Selain itu, dia cepat sekali introspeksi diri.
Bahu Fatima merosot, sampai-sampai menyedihkan untuk dilihat.
"Tidak perlu sampai segitunya. Aku juga agak terlalu khawatir."
Sambil panik dengan keadaan Fatima yang tiba-tiba tertekan, Kuuya mengutuk dirinya sendiri karena cara bicaranya yang buruk.
Ia merasa ingin memegangi kepalanya, dan bertanya apa ia tidak bisa mengatakannya dengan cara yang lebih lembut.
"Tidak, aku senang kamu khawatir. Aku sangat senang, terima kasih."
Namun, Fatima rupanya tidak menerima hal itu dengan buruk.
Dia mengoreksi kata-kata Kuuya, mengibaskan kedua tangannya yang terangkat ringan dengan ekspresi terkejut.
"Karena itu......maaf. Jangan khawatir, aku cukup sehat kok."
Wajahnya terlihat malu-malu saat dia meminta maaf, seolah-olah dia benar-benar senang karena dikhawatirkan.
"Tidak, yah......baguslah kalau begitu."
Seharusnya ia tidak boleh bicara seperti itu, tapi itu satu-satunya kata yang bisa ia keluarkan, jadi Kuuya tetap mengatakannya.
Kemudian, anehnya membenci keheningan yang memalukan, ia mengeluarkan suara yang terdengar seperti tidak memiliki arti.
"......Ah......"
"Umm......"
Fatima juga demikian, atau mungkin dia mengucapkan kata-kata untuk mengulur waktu dengan tepat.
Bagaimanapun, dia telah menemukan topik pembicaraan, yang tidak sepenuhnya sama dengan Kuuya.
"Benar juga, maid ingin minum kopi, Tuan."
Namun, hal itu malah cukup membingungkan.
"Seorang maid meminta tuannya menyeduh kopi untuknya......itu benar-benar kacau."

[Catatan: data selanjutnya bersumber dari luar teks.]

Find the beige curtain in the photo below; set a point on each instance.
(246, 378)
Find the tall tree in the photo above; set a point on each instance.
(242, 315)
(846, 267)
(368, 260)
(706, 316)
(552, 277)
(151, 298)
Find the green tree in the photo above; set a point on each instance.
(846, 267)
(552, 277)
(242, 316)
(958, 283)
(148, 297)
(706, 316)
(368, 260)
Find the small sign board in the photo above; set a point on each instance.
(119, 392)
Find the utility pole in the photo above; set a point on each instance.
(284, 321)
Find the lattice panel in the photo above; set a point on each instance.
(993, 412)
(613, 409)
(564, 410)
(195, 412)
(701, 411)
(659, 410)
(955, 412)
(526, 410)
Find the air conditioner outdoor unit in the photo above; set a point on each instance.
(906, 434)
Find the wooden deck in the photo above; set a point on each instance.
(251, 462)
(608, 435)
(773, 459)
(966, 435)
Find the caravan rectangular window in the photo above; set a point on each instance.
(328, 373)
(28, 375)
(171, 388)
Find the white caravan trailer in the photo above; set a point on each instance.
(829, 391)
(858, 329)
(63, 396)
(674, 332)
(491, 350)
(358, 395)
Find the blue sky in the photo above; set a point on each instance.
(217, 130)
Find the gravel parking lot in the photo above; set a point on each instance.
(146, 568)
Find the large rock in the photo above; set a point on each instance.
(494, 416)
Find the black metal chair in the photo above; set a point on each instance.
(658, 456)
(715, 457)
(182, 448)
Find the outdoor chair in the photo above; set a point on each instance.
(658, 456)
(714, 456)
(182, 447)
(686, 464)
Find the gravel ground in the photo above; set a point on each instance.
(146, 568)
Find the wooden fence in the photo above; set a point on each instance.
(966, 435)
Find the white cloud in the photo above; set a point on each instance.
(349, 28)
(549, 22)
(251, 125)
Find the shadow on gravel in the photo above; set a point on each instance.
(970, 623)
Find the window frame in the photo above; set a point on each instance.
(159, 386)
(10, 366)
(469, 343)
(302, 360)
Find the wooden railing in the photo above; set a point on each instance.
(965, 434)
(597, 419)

Tapi dalam kasus ini, ia bersukur.
Kuuya dengan cepat menunjukkan bahwa ia akan pergi ke konter.
"Aah! Jangan sekarang, aku menariknya lagi, Karasu-kun!"
Ia menghentikan kakinya saat Fatima bilang untuk berhenti.
"Silakan duduk di tempat dudukmu! Aku akan membawakan perkolatornya!"
"Jadi kau tidak menarik bagian di mana aku yang menyeduh kopinya ya......"
Fatima terlihat putus asa dan Kuuya memberinya senyuman kecut saat ia berbalik menuju kursi pelanggan dan melanjutkan.
"Perkolatornya ada di wastafel. Berhati-hatilah dengan itu, oke? Aku tidak keberatan kalau kau menjatuhkannya dan memecahkannya, tapi aku tidak ingin kau terluka dan akan sangat merepotkan untuk membersihkannya."
"Tidak pernah terpikirkan bahwa akan tiba saatnya aku akan berterima kasih atas ucapan darimu, Karasu-kun......."
Kata-kata tambahannya, yang biasanya hanya akan merepotkan Fatima, membuatnya bisa mendapatkan kembali ketenangnannya, dan Fatima, dengan senyum rumit di wajahnya, menuju ke belakang konter menggantikannya.
"Biji kopi ada di dalam toples kaca di lemari es."
"Toples kaca katamu......itu canister lho......."
"Begitu ya......itu disebut canister ya."
Sepertinya ia mengatakan toples kaca bukan karena khawatir akan sulit dimengerti.
Kuuya mengangguk-angguk kagum.
"Kau tahu banyak hal ya, Fatima."
"Uhh......Padahal kamu memujiku dengan jujur, tapi aku sama sekali tidak senang......"
Fatima, sambil tersenyum ramah, mengambil sebuah tabung kecil yang bisa dia pegang dengan satu tangan, yang dia temukan segera setelah dia membuka kulkas.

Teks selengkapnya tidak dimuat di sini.